Blog Tour Promo Post: First Cut by Judy Mitchell and TJ Melinek

at 1/06/2020 06:00:00 AM 0 comments




Publication Date: January 7, 2020
Publisher: Hanover Square Press
  
Wife and husband duo Dr. Judy Melinek and T.J. Mitchell first enthralled the book world with their runaway bestselling memoir Working Stiff—a fearless account of a young forensic pathologist’s “rookie season” as a NYC medical examiner. This winter, Dr. Melinek, now a prominent forensic pathologist in the Bay Area, once again joins forces with writer T.J. Mitchell to take their first stab at fiction.

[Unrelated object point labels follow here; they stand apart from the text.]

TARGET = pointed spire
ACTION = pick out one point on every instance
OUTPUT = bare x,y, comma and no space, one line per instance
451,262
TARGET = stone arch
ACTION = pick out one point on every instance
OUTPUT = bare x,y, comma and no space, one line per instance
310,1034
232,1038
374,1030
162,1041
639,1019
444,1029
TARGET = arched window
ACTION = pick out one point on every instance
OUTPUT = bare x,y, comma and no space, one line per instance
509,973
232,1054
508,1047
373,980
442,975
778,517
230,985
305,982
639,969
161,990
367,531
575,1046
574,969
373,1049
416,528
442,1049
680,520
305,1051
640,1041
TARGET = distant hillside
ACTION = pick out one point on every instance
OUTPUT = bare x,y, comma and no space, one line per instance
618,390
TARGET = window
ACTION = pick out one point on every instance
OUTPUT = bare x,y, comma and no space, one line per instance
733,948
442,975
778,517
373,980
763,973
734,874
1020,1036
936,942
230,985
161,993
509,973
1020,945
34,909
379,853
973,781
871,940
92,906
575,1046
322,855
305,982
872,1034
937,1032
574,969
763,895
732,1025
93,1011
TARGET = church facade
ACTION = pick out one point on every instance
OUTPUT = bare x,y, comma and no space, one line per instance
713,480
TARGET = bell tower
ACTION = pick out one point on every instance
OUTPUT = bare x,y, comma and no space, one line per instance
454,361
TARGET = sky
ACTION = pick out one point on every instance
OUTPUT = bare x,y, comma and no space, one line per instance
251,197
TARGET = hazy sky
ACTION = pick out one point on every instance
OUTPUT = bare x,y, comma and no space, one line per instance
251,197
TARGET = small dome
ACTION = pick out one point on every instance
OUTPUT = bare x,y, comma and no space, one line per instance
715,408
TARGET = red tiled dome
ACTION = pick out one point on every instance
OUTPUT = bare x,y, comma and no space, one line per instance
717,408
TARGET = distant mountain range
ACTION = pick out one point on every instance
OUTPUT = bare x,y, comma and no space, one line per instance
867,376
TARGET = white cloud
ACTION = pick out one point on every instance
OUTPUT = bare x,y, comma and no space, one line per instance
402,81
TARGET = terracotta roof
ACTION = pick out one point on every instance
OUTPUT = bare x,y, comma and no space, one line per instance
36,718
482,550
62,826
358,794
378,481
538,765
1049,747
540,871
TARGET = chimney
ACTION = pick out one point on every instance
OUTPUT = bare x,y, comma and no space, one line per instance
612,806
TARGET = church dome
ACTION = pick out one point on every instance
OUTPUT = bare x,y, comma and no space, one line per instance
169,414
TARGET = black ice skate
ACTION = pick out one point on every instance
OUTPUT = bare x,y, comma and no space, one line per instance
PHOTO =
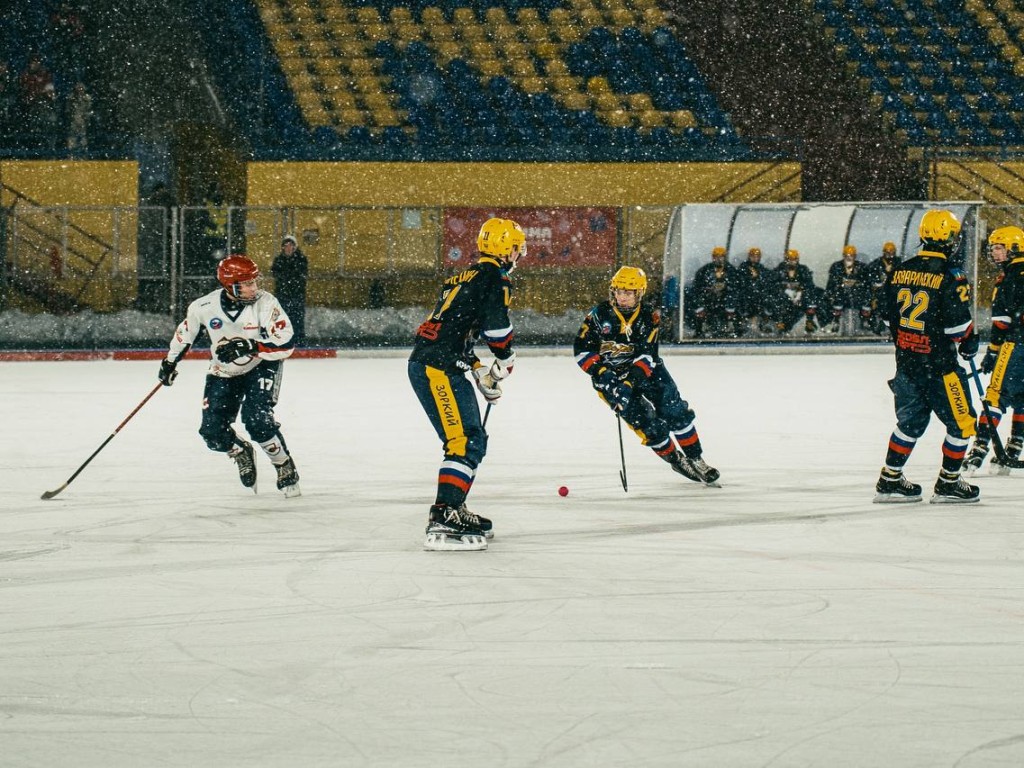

The result: FIRST CUT (Hanover Square Press; Hardcover; January 7, 2020; $26.99)—a gritty and compelling crime debut about a hard-nosed San Francisco medical examiner who uncovers a dangerous conspiracy connecting the seedy underbelly of the city’s nefarious opioid traffickers and its ever-shifting terrain of tech startups.

Dr. Jessie Teska has made a chilling discovery. A suspected overdose case contains hints of something more sinister: a drug lord’s attempt at a murderous cover up. As more bodies land on her autopsy table, Jessie uncovers a constellation of deaths that point to an elaborate network of powerful criminals—on both sides of the law—that will do anything to keep things buried. But autopsy means “see for yourself,” and Jessie Teska won’t stop until she’s seen it all—even if it means the next corpse on the slab could be her own.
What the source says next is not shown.